Assignment 1: Flow over an obstacle and channel flow#

For this assignment you will do quantiative analysis for the flow over an obstacle (see Assignment 0: dense flow over an obstacle), and a qualitative analysis of rotating channel flow.

Q1.1 continuity in a box#

Using the simulated data set you produced in Assignment 0: dense flow over an obstacle:

Consider a single time step in the simulation. Define a largish box in your model domain with the sides defined at two values of x, and the top defined by one value of z. The bottom can be defined as the sea floor. Show that the net flow into the box is close to zero.

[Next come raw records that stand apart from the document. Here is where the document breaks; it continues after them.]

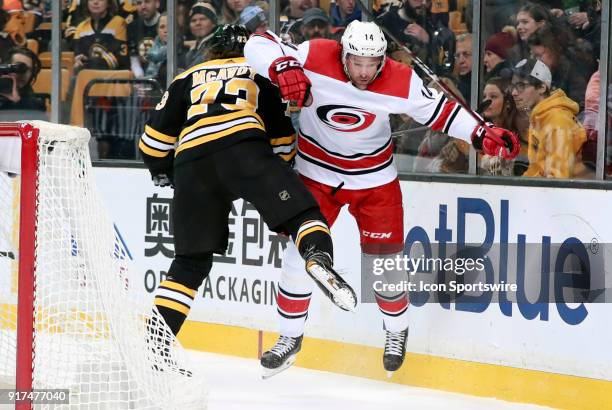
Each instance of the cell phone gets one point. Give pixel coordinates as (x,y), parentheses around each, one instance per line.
(6,85)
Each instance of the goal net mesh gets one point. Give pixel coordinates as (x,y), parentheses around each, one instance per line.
(94,333)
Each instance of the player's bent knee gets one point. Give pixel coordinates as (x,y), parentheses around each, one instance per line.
(190,271)
(309,231)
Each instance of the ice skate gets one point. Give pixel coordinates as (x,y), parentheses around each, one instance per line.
(281,356)
(318,266)
(395,350)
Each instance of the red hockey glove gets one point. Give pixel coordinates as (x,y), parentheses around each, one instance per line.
(288,74)
(496,141)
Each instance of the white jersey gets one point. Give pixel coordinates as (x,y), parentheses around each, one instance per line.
(345,135)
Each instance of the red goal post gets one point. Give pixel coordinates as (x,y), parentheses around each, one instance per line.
(69,318)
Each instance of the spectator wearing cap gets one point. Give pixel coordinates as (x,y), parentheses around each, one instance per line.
(142,31)
(315,24)
(231,9)
(555,137)
(342,12)
(296,9)
(202,23)
(497,52)
(254,19)
(463,64)
(568,72)
(6,41)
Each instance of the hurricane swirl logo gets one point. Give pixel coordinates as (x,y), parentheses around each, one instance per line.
(345,118)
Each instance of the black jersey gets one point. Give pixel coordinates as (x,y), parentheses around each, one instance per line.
(212,106)
(105,46)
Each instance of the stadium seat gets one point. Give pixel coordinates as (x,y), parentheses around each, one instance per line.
(108,90)
(42,85)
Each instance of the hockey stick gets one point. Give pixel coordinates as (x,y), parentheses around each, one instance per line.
(446,89)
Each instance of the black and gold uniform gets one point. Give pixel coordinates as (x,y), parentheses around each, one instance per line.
(104,44)
(221,103)
(221,133)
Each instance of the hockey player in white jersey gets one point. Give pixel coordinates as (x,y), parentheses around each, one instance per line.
(345,156)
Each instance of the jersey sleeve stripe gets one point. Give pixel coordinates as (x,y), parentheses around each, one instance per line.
(444,116)
(288,157)
(451,119)
(212,129)
(178,287)
(159,136)
(215,136)
(218,119)
(156,144)
(311,140)
(151,151)
(159,301)
(283,149)
(283,140)
(342,170)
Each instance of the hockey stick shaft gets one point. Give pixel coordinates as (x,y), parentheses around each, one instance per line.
(416,60)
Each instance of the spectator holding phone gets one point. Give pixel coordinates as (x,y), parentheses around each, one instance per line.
(16,88)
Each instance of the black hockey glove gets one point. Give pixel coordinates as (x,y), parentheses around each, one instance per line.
(163,180)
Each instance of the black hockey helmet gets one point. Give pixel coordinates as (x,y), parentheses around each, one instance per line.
(229,40)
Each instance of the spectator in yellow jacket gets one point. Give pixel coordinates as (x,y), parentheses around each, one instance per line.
(555,136)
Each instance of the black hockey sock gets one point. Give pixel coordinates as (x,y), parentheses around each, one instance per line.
(175,295)
(311,234)
(173,301)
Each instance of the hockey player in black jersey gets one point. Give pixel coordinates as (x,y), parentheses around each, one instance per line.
(219,133)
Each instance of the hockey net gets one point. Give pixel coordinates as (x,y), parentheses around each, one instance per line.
(70,317)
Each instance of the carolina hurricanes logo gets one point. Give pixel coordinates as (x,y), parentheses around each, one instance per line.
(345,118)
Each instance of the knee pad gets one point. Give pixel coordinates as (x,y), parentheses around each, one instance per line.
(310,232)
(190,271)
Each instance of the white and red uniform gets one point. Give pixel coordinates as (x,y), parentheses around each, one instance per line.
(345,138)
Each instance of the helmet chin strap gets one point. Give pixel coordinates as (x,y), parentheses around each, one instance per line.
(348,75)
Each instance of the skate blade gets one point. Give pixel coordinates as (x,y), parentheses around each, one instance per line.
(343,296)
(172,370)
(346,301)
(267,373)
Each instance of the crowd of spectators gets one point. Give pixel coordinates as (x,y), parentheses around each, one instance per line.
(562,35)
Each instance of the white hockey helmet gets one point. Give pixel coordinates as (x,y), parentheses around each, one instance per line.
(364,39)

You can express the flow in terms of \(m^2\,s^{-1}\) or \(m^3\,s^{-1}\), but given that the flow is 2-D \(m^2\,s^{-1}\) probably makes more sense.

Hint

Remember that you can do something like ds = ds.sel(xt=slice(-50, 50), xu=slice(-50, 50)) to get the data just between -50 and +50 km. And then repeat for the z direction to define your volume. Check that your shape is correct by doing something like display(ds).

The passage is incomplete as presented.